Watching her with her grandkids that night, something dawned on me. Logan has the exact same personality as her father, my brother. Sebastian is a clone of his father, my brother. Esther, oldest (like me) has a very similar brain as me, and Bear just crawls around looking cute, much like my sister did at that age.
We’ve all been replaced with infinitely cuter and more fun versions of our best selves. Playing with grandkids is her all time favorite pastime, and watching her- the voices she uses, the things she suggests- they were all voices she used with us, the kind of things she’d suggest and do for us.
And so I felt whacked with an odd type of nostalgia tainted by two specific disturbing feelings I’ve been puzzling over until now.
First, it was her, the mom I remember from childhood- but old now, like an actual old woman. A grandmother, with long white hair. I remember how vibrant and beautiful she was when we were kids. The overlap with how identical she was acting and sounding, and the age misalignment, was discomforting.
It was like a low level kernel panic over trying to load an old image with the same name as a new image and getting confliction.
Second was this feeling of not really existing anymore, as though I were a kind of ‘evil’ doppelganger of my former childhood self, that I was seeing right in front of me in Esther.
In the same breath it felt like I was placed outside of my own, perhaps my old, life- while my mother became replaced with an old decrepit (I am being dramatic, she’s lovely) version of her former self.
And the odd thing was that it made me feel unsettled, but not nostalgic. Which made me realize something else: it seems to have taken me the entirety of my young adult life, but I no longer feel it. At all.
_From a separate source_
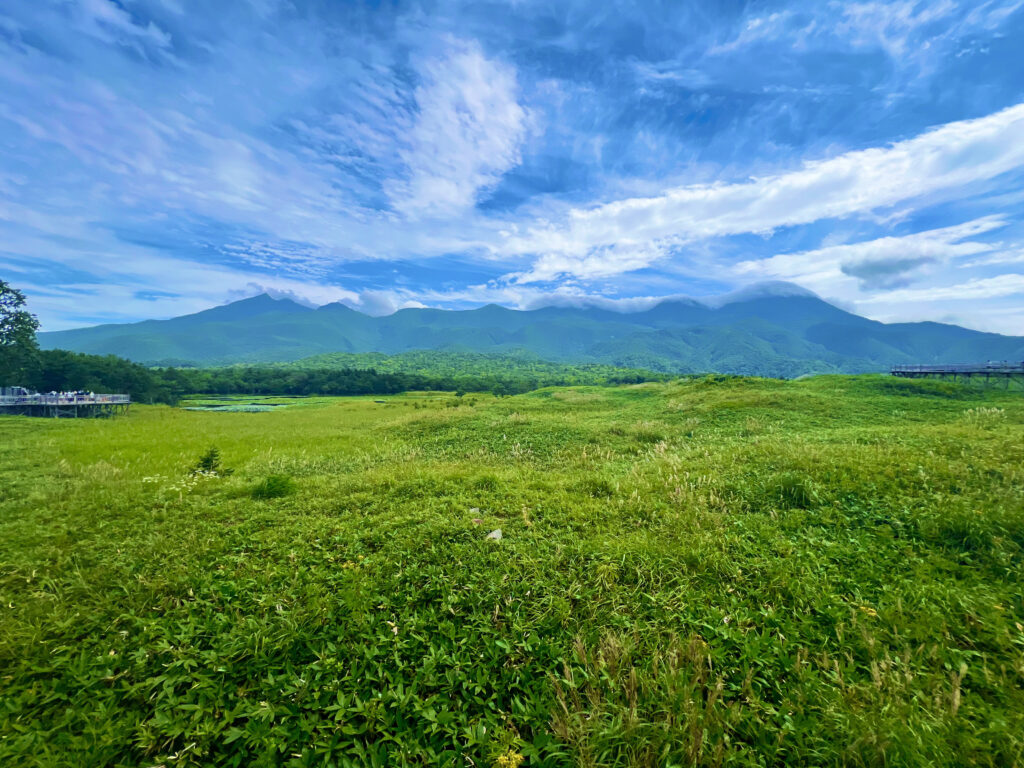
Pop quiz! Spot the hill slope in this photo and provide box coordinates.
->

I never realized at the time that Nostalgia can actually just be anxiety over the coming grief of losing your own life, including everyone in it. A hyper fixation on the details, as though generating memory were a way to preserve something destined to pull away.
Foolish. Silly.
Because once the grief is allowed to hit, and allowed to be felt, what follows is something you would never expect- though you should. Something you wouldn’t expect you’d miss, though you will. What follows is that those feelings- the anxiety, the sadness, the loss- they get put away, where they belong, and they vanish. Just like any healthy emotional process.
And now most of the elements of my youth, including the people in it, don’t cross my mind hardly at all. People, role models, loved ones, that were themselves the bulk of my entire world- it’s like glancing back at a dusty bookshelf in a dark room.
Instead, it’s just the present. And, for the first time, the future. My thoughts move there, out of this dim morass- towards some kind of light up ahead.